Finalmente anche il Sistema Musei Civici di Roma apre le proprie porte alla didattica speciale.
Il progetto, promosso dall'Assessorato alle Politiche Culturali e della Comunicazione del Comune di Roma - Sovraintendenza ai Beni Culturali - e da Zètema Progetto e Cultura, coordinato da Enza Campana e Daria Restante e condotto da Carlo di Biase, è rivolto all'integrazione degli alunni sordi e ad iniziative per l'accessibilità ai Musei da parte del pubblico non udente. E sono proprio gli studenti sordi, i veri protagonisti di questa iniziativa che ha coinvolto 25 studenti di una scuola pubblica integrata, di età compresa fra gli 8 e gli 11 anni.

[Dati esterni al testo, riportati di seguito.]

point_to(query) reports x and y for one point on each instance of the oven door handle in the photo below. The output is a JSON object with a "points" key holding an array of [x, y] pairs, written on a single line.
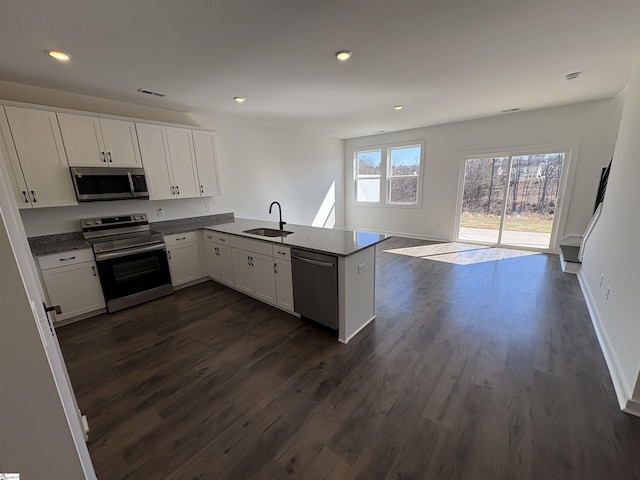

L'obiettivo di questo lavoro è stato l'inclusività; i Musei devono avere lo scopo di includere allargando l'orizzonte della fruibilità, ovvero ognuno di noi, all'interno di un museo, dovrebbe avere a disposizione strumenti necessari per entrare direttamente a contatto con tutti gli elementi che ne fanno parte, dovrebbe essere offerta un'opportunità a tutti. L'accessibilità alla cultura nei confronti di sordi, ciechi, anziani deve essere un'opportunità su cui lavorare, un'occasione di crescita per il Paese: ma i nostri musei sono attrezzati per rispondere a queste esigenze? Ancora no. Musei come il Metropolitan Museum of Art di New York, il Louvre di Parigi, il Prado di Madrid dispongono già di settori accessibili ai non udenti per dare completa praticabilità a tutti. E l'Italia? Ha appena iniziato. Questo progetto, presentato nei giorni scorsi al Museo della Civiltà Romana, ne è la prova: i vari aspetti dell'antichità romana sono stati documentati con accostamento di calchi, plastici e ricostruzioni di opere, conservate in musei di tutto il mondo, e di monumenti provenienti dall'intero territorio dell'impero romano. La visita guidata a carattere tematico è stata resa accessibile ai ragazzi grazie al contributo di due interpreti LIS (Lingua Italiana dei Segni) che hanno consentito anche un approfondimento tematico-linguistico (italiano/LIS). Infine il progetto ha previsto un laboratorio didattico-creativo. Per documentare questa esperienza è stato realizzato un reportage fotografico che descrive tutto il percorso del progetto con i bambini. Inoltre sul sito www.museociviltaromana.it è stata prodotta una video-guida in lingua dei Segni Italiana del Museo della Civiltà Romana.
Jorgen Rodtop afferma " Più cultura delle mani, più cultura della mente."